🤖 AI Summary
Newton–Raphson (NR) power flow computation often suffers from divergence or slow convergence under poor initial voltage estimates or in systems with high renewable energy penetration. To address this, this paper proposes a quantum-enhanced reinforcement learning (RL) method for optimal initialization of voltage magnitudes and angles. Specifically, the voltage initialization problem is formulated as an unconstrained binary quadratic optimization task, and a system-specific Hamiltonian model is constructed. By integrating RL with quantum/digital annealers (Ising machines), the approach efficiently explores large-scale action spaces to identify optimal voltage adjustment policies. The proposed method significantly improves the convergence reliability and speed of the NR method, substantially reducing the number of iterations required. Moreover, it demonstrates exceptional robustness across diverse extreme operating conditions—including severe load imbalances, high PV/wind integration, and critical contingency scenarios—while maintaining computational tractability for practical power system applications.
📝 Abstract
The Newton-Raphson (NR) method is widely used for solving power flow (PF) equations due to its quadratic convergence.
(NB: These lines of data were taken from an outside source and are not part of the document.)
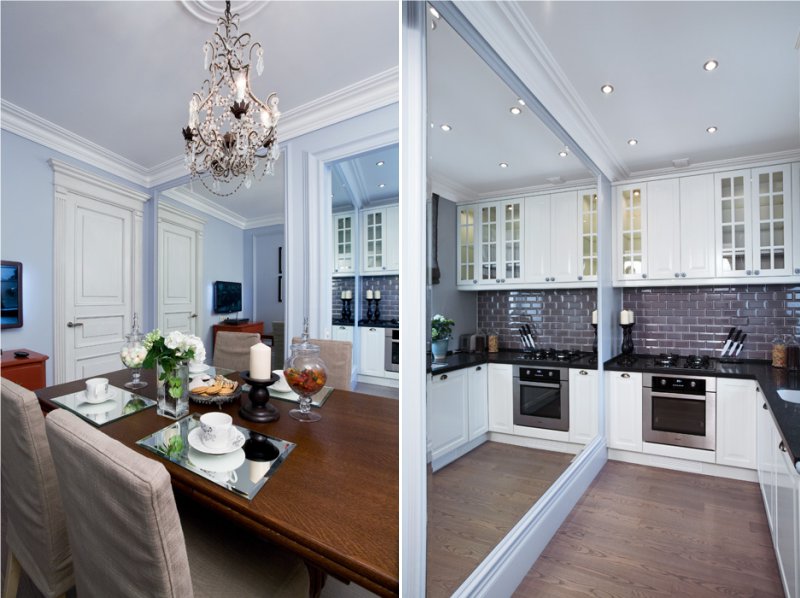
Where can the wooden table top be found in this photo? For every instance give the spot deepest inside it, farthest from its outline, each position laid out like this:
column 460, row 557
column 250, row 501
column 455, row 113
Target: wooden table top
column 334, row 502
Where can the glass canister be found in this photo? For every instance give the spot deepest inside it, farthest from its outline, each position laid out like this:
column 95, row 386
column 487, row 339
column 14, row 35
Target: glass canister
column 306, row 375
column 779, row 351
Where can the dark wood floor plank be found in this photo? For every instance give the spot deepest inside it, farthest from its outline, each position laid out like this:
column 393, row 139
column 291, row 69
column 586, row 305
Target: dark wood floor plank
column 641, row 531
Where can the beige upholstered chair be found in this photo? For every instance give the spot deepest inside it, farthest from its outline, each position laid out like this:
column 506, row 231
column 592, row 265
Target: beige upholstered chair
column 35, row 529
column 338, row 358
column 232, row 349
column 278, row 340
column 128, row 538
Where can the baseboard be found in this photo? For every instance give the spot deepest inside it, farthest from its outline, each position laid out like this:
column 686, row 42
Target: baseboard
column 506, row 566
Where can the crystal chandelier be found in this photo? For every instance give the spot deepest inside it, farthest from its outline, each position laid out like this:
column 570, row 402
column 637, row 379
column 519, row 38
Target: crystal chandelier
column 231, row 133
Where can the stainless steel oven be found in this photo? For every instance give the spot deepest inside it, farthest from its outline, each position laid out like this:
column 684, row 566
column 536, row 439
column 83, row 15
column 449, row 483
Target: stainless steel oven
column 541, row 397
column 679, row 410
column 391, row 354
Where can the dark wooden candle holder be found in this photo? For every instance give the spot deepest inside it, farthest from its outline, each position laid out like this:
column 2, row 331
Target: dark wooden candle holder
column 257, row 408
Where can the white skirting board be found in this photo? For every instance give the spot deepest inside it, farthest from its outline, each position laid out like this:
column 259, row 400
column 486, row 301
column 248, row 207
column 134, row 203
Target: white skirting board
column 506, row 566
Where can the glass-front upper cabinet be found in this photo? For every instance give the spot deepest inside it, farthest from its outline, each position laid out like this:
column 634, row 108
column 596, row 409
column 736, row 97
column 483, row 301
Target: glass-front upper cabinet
column 631, row 239
column 588, row 234
column 343, row 248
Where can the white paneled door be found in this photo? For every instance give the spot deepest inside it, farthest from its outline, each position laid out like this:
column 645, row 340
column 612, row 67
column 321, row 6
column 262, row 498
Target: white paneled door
column 98, row 271
column 180, row 237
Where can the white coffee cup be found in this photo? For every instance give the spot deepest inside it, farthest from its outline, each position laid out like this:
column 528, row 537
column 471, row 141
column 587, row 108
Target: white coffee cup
column 216, row 430
column 96, row 389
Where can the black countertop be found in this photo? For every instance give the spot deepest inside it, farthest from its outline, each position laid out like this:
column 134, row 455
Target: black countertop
column 786, row 415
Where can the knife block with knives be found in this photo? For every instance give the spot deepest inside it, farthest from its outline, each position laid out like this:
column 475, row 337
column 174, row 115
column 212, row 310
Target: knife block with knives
column 732, row 346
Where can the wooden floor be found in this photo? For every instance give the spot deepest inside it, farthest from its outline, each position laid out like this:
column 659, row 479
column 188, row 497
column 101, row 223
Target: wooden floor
column 475, row 501
column 641, row 531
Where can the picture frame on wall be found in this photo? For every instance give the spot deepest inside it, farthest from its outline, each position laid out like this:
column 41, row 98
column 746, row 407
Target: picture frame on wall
column 11, row 294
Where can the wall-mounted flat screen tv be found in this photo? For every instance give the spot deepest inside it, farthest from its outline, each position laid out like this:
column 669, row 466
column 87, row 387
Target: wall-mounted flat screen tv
column 227, row 297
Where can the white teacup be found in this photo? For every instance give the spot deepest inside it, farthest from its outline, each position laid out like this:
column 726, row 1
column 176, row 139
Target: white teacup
column 216, row 430
column 96, row 389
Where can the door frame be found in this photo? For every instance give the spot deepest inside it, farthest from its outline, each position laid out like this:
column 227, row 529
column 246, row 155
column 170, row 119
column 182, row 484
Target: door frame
column 70, row 181
column 166, row 213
However, its performance deteriorates under poor initialization or extreme operating scenarios, e.g., high levels of renewable energy penetration. Traditional NR initialization strategies often fail to address these challenges, resulting in slow convergence or even divergence. We propose the use of reinforcement learning (RL) to optimize the initialization of NR, and introduce a novel quantum-enhanced RL environment update mechanism to mitigate the significant computational cost of evaluating power system states over a combinatorially large action space at each RL timestep by formulating the voltage adjustment task as a quadratic unconstrained binary optimization problem. Specifically, quantum/digital annealers are integrated into the RL environment update to evaluate state transitions using a problem Hamiltonian designed for PF. Results demonstrate significant improvements in convergence speed, a reduction in NR iteration counts, and enhanced robustness under different operating conditions.